Entre os 25 itens monitorados, 17 tiveram aumento nos preços. Os produtos que mais impactaram o bolso do consumidor foram a cenoura, com alta de 32,27%, seguida pelo queijo muçarela (17,67%), tomate (17,10%) e cebola (16,91%). Outros itens que também apresentaram elevação foram o leite (6,64%), feijão (6,63%) e pão francês (2,44%).
Por outro lado, oito produtos tiveram redução nos preços, com destaque para a banana prata, que caiu 18,79%, a batata inglesa, com queda de 13,54%, e o arroz, que diminuiu 2,91%. O café moído e o frango também apresentaram quedas, de 2,75% e 1,19%, respectivamente.
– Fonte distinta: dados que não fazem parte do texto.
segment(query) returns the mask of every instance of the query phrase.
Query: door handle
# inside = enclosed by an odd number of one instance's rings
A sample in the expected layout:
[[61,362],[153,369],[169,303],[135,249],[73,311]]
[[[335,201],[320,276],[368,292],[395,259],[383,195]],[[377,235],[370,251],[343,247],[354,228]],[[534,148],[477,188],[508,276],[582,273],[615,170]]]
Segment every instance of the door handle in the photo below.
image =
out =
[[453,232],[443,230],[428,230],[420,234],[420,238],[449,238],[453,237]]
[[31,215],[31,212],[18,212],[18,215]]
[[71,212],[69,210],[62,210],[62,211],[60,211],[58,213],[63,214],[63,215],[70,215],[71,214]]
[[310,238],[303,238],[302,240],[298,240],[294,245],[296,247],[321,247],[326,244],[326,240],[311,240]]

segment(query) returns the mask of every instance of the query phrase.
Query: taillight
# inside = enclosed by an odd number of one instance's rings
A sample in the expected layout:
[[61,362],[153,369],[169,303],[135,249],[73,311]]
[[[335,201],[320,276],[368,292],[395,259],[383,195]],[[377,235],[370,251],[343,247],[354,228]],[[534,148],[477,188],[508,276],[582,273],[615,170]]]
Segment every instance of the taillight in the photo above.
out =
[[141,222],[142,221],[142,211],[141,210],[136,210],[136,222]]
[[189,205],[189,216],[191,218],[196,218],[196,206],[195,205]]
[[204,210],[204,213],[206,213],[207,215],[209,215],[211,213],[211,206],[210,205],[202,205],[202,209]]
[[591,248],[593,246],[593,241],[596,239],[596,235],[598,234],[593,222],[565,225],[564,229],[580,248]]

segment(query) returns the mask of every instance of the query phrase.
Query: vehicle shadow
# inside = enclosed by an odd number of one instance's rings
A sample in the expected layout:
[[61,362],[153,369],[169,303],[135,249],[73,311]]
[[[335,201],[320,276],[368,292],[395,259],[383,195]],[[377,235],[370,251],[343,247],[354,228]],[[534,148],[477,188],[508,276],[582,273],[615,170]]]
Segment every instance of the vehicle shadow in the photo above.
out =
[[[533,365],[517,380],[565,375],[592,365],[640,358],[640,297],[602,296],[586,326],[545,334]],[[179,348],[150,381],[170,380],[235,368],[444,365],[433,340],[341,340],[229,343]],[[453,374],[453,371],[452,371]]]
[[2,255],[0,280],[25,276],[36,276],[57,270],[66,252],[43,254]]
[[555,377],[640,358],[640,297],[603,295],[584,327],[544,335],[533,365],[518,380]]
Denilson Lima, economista da SEI, explicou que o resultado de abril foi influenciado por fatores como oferta e demanda, sazonalidade e condições climáticas. A alta no preço da cenoura, por exemplo, está relacionada à restrição na oferta em regiões produtoras e a problemas que afetaram a qualidade do produto. Em contrapartida, a queda no preço da banana prata se deve ao aumento da oferta decorrente do avanço da safra.
A análise por subgrupos revelou que os ingredientes do almoço soteropolitano, como feijão, arroz, carnes, farinha, tomate e cebola, subiram 5,01%, representando 37,86% do valor total da cesta. Os itens do café da manhã também tiveram um aumento de 4,12%. Para o trabalhador em Salvador, a aquisição da cesta básica demandou 91 horas e 33 minutos de trabalho, o que corresponde a 41,62% do valor líquido de um salário mínimo, que é de R$ 1.499,43 após o desconto da contribuição previdenciária.